Ahora me miró como si yo fuera un gato de escayola. Íbamos mejorando.
-Ya no te digo nada si te has arrepentido a última hora de haber roto con tu novia islandesa y decides ir a toda mecha al aeropuerto, a ver si evitas que coja el vuelo a Reykjavik. En vez de la música trepidante y positiva que correspondería, te tragas el bodrio radiofónico que tenga puesto el taxista, y luego los avisos de vuelos en varios idiomas, pero todos con la misma voz.
-Una putada, sí.
-Y en esas circunstancias, el avión ya ha salido, claro. A freír espárragos lo de ir a ver auroras boreales en verano.
-No sé qué decirte. Un punto de vista original, el tuyo.
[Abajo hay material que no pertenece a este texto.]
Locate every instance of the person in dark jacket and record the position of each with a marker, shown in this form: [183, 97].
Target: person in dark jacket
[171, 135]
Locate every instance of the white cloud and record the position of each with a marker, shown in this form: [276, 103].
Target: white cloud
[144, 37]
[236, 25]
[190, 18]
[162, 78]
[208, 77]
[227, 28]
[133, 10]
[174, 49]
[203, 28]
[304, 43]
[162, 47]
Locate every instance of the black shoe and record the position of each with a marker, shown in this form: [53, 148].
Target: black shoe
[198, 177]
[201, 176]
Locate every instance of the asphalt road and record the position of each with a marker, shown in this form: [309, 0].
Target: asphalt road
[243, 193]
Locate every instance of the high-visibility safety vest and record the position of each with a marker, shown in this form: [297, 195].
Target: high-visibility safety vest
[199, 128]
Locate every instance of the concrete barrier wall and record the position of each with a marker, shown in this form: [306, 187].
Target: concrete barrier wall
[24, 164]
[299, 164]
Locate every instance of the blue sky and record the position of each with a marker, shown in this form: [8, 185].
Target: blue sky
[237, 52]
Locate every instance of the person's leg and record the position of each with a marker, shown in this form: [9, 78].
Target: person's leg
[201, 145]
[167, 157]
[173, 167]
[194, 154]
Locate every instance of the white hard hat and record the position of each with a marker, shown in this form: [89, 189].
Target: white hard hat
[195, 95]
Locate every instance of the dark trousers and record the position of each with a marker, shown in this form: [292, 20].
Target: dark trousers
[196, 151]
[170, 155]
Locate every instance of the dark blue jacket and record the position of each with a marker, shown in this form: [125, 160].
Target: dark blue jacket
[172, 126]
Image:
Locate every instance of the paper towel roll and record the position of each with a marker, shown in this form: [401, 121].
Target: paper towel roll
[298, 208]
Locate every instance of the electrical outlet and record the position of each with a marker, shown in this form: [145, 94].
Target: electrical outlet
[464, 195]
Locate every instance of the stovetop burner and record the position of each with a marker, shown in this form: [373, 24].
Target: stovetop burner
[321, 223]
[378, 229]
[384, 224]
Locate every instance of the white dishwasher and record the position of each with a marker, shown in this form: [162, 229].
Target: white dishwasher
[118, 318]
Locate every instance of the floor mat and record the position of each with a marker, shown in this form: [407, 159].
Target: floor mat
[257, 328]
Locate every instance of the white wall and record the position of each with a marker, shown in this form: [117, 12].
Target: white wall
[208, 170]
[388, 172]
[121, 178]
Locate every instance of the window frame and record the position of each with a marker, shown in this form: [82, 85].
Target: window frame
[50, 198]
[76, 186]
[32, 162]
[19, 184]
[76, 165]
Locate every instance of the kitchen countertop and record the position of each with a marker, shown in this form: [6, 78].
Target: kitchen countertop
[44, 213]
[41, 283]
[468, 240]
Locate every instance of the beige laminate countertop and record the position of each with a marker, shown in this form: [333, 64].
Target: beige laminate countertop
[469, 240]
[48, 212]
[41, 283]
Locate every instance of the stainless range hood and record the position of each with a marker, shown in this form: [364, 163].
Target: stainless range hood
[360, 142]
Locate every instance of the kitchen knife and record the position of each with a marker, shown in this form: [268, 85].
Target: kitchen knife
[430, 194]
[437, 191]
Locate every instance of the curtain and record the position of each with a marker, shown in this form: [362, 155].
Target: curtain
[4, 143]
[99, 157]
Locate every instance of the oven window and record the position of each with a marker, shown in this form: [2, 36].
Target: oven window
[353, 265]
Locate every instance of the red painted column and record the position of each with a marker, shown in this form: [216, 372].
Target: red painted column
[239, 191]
-Bueno, muy original no te creas. ¿Por qué piensas que el noventa por ciento de los jóvenes actuales van a todos lados escuchando música en sus auriculares? Pues, a mi entender, está claro: para suplir esa horrible carencia. Sin banda sonora, no somos nada.
Otra vez se levantó y comenzó a pasear por la habitación, mientras ratificaba con la cabeza su radical conclusión. Cuando se paró, volvió a mirarme y fue aún más lejos:
-Como el cine nos ha creado a todos esa necesidad, y el cine no va a desaparecer, lo mejor sería que viviéramos todos en una película. Esa sería la mejor solución. Seríamos más felices.
Ahí fui yo quien vacié mi copa y me apresté a despedirme. Pero no quise hacerlo sin realizar una observación quizá irrelevante:
-Hombre, la ventaja de esta vida tan tediosa y carente de extradiégesis es que, al menos, cada uno puede escribir su propio guión, ¿no? Imagina que se cumple tu deseo y te toca un guionista de culebrones turcos. ¡Vaya pereza!
No creo que le convenciera, pero se quedó cavilando.